Saturday, February 20, 2010

FX Energy, Inc. has announced its proved oil and gas reserves at year-end 2009 rose to 50.4 billion cubic feet equivalent ("Bcfe"). This figure is 4.5 Bcfe, or 10%, above the year-end 2008 figure of 45.9 Bcfe. Over the last six years the Company has enjoyed a 30% compound annual growth rate in proved oil and gas reserve volumes.

296 Percent Reserve Replacement Builds Net Value
Total extensions, discoveries and revisions for 2009 were 6.8 Bcfe. This represents reserve replacement of 296% compared to the 2.3 Bcfe of total production for the year. Exploration success helped drive significantly higher net values for total oil and gas reserves. The pre-tax net present value (discounted at 10 percent) of the Company's proved reserves rose to $169 million. This is $32 million, or 23%, higher than the 2008 year-end figure of $137 million. This is also the sixth consecutive annual increase in the Company's oil and gas reserves value.

The increases were the result of new reserves from the Company's Kromolice-2 discovery and the Grabowka development project, both in Poland, and the positive impact from increased oil and gas prices. Prices for the Company's domestic oil reserves increased from $24.58 per barrel in 2008 to $47.67 in 2009. Polish gas prices increased from $5.29 per mcf in 2008 to $5.95 in 2009.

Andy Pierce, Vice President Operations, remarked:
"We are especially pleased with these reserve results. This year, many US producers have had challenges replacing and growing reserves with US natural gas prices being so unpredictable. In contrast, gas prices in Poland were relatively strong and stable, and our exploration efforts there have continued to bear fruit. Our efforts over the last several years resulted in new gas field discoveries at Sroda, Roszkow and Kromolice in our Polish Fences concession, which have substantially boosted our reserves and our cash flow base."

Plans for 2010
Mr. Pierce continued, "Consequently, we will continue to devote the bulk of our exploration resources to Poland. Our current plans for 2010 include three new exploratory wells in the Fences concession and a new re-entry project in the Zakowo field in Poland. Any of these four projects could materially boost our reserves. We also plan to bring on new production from four of our prior discoveries. Three of these could be completed as early as year-end, which would add significantly to 2011 production and cash flow."

Production
FX Energy has also reported production figures for the fourth quarter and full year 2009. Total oil and gas production for the fourth quarter of 2009 was 1.08 Bcfe (billion cubic feet equivalent), or 280 percent of the 0.39 Bcfe produced in the fourth quarter of 2008. Full year 2009 production was 2.26 Bcfe, or 136 percent of the 1.67 Bcfe total produced in 2008.

New Gas Production Drives Results
The production increase for the Company in the 2009 fourth quarter was primarily the result of the Roszkow well in Poland, which began producing in late September 2009. This well was drilled and completed in 2007. It encountered 34 meters (110 feet) of net pay in a Rotliegend sandstone reservoir.
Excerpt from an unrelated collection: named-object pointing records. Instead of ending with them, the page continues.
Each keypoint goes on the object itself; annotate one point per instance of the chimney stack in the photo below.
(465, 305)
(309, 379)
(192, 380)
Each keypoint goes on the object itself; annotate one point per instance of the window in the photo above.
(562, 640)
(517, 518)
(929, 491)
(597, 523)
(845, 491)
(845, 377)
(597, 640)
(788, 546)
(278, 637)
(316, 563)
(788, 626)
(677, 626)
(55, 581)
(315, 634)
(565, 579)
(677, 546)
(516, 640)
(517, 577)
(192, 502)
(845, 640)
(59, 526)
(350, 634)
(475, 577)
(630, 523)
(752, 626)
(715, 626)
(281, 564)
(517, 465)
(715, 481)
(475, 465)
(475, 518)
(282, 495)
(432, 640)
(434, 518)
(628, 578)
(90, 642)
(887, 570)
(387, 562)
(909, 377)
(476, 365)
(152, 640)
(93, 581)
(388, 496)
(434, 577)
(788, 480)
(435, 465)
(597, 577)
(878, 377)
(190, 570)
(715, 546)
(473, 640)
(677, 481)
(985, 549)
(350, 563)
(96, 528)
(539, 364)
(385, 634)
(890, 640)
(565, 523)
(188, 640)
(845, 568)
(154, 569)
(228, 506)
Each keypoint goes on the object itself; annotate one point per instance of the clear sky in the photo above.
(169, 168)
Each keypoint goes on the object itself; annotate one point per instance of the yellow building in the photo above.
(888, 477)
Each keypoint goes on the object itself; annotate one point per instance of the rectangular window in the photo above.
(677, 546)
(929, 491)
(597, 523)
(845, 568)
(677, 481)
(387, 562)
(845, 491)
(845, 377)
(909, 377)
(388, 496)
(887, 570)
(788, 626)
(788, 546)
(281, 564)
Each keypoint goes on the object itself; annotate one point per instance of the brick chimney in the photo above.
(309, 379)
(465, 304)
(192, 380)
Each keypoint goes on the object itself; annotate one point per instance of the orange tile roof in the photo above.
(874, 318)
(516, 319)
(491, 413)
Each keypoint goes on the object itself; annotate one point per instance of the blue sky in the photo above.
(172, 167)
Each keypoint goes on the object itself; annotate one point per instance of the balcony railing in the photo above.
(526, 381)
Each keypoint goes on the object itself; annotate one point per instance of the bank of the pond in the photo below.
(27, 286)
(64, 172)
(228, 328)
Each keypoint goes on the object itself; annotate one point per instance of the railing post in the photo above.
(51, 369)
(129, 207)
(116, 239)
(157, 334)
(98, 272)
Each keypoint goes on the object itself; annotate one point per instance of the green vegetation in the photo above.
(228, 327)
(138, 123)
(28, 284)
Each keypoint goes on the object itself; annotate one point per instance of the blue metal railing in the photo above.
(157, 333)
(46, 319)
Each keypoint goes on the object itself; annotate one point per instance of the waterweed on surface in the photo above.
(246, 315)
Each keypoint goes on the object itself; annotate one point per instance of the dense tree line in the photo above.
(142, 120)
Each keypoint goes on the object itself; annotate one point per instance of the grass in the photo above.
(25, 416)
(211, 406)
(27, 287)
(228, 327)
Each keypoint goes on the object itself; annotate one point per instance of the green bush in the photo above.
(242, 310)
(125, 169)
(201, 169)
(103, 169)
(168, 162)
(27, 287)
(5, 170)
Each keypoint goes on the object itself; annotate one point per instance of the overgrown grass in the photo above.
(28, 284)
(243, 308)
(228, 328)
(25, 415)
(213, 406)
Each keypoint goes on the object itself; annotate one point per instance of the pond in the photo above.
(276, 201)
The Roszkow well has proved reserves of 51.5 Bcfe, of which FX Energy owns 49%.

Higher Production Rates Expected to Continue
“We believe the 2009 fourth quarter production increase represents a significant inflection point for us,” said David Pierce, president and CEO of FX Energy. “Production now is of a magnitude to make an important contribution to capital spending. Not only was the production increase dramatic, but these new higher levels should be relatively sustainable. Gas wells in the Fences area, like the Roszkow well, have historically sustained their initial production rates for several years. We think the Company’s current production rate of 11.5 MMcfed (million cubic feet equivalent per day) is a relatively sustainable rate. In addition, we anticipate putting three more wells in three other Polish gas fields on production near the end of this year, which should boost production even higher and for a longer period.”

“Moreover,” continued Pierce, “Roszkow and the production results we are reporting today represent a very strong endorsement of our focus on the Polish Permian Basin. Just as the North American Permian Basin has been very good to US producers, and the western European Permian has been good to North Sea producers, we believe that the eastern European Permian could hold multiple, long-term, high potential exploration targets for us. Our discoveries with the Roszkow well and our six other commercial discoveries to date in our Fences concession give us even more confidence in the eastern European Permian.”